As artificial intelligence becomes part of everyday work, many organizations are discovering that successful AI adoption depends on much more than choosing the right model or software. In this Education Week article, Krazimo CEO Akhil Verghese highlights a core issue that applies far beyond schools: employees are often already experimenting with AI tools, but leadership has not always provided the policy, guardrails, and structured support needed to use those tools safely and effectively. That gap creates risk. It can lead to inconsistent usage, weak oversight, unclear accountability, and avoidable compliance problems.
The broader lesson for businesses is clear. AI readiness is not just a technical problem. It is an organizational capability. Companies need teams that understand the basics of large language models, prompting, privacy, appropriate use, and human review. They also need leadership-level decisions about where AI should be used, what data it can access, when outputs require approval, and how success should be measured over time. In other words, real AI adoption depends on AI literacy, governance, training, and policy as much as it depends on software.
This is one of the most important shifts happening in enterprise AI right now.
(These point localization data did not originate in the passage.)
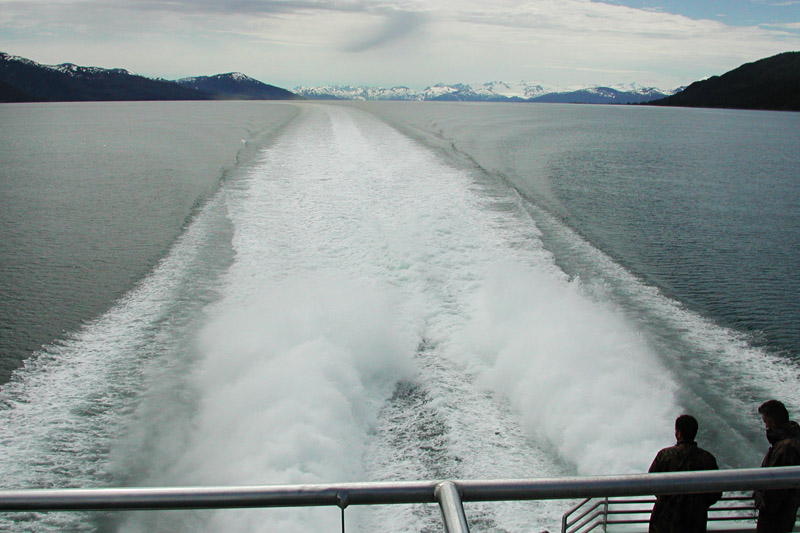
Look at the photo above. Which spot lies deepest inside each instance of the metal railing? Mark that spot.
(448, 494)
(737, 512)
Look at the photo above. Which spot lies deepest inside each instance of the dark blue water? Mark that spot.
(247, 293)
(93, 195)
(703, 204)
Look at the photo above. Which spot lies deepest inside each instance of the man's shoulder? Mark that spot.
(706, 455)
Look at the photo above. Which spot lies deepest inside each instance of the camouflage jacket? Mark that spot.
(684, 513)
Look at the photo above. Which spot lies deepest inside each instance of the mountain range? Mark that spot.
(23, 80)
(496, 91)
(771, 83)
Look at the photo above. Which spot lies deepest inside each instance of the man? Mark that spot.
(777, 509)
(683, 513)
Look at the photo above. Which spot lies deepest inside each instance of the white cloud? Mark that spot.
(388, 42)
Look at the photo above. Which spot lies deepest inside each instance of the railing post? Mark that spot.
(455, 521)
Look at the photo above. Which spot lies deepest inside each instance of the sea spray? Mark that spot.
(580, 377)
(291, 381)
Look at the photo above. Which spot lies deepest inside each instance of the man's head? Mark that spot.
(774, 414)
(686, 428)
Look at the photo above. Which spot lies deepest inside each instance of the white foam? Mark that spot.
(353, 246)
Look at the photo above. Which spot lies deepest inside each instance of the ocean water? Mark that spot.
(394, 291)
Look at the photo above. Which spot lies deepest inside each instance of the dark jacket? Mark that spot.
(682, 513)
(777, 509)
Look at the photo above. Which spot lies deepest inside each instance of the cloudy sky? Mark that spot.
(664, 43)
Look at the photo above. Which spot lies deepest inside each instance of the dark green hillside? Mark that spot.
(236, 86)
(30, 81)
(771, 83)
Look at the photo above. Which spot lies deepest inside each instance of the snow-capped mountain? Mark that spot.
(494, 91)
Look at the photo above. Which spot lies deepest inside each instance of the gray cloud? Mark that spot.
(397, 25)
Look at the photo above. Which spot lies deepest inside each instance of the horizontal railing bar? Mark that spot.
(378, 493)
(585, 512)
(631, 485)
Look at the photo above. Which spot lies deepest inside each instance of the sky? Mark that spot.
(413, 43)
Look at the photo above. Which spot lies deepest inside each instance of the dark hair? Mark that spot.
(687, 425)
(775, 411)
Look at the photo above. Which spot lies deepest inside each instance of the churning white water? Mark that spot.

The companies that succeed will not just be the ones that buy tools first. They will be the ones that build an AI-literate workforce, define responsible usage clearly, and create repeatable systems for deploying AI in day-to-day operations. For any organization thinking seriously about responsible AI implementation, AI upskilling, enterprise AI governance, or workforce training for AI adoption, this article is a useful reminder that strong leadership and clear policy are becoming essential.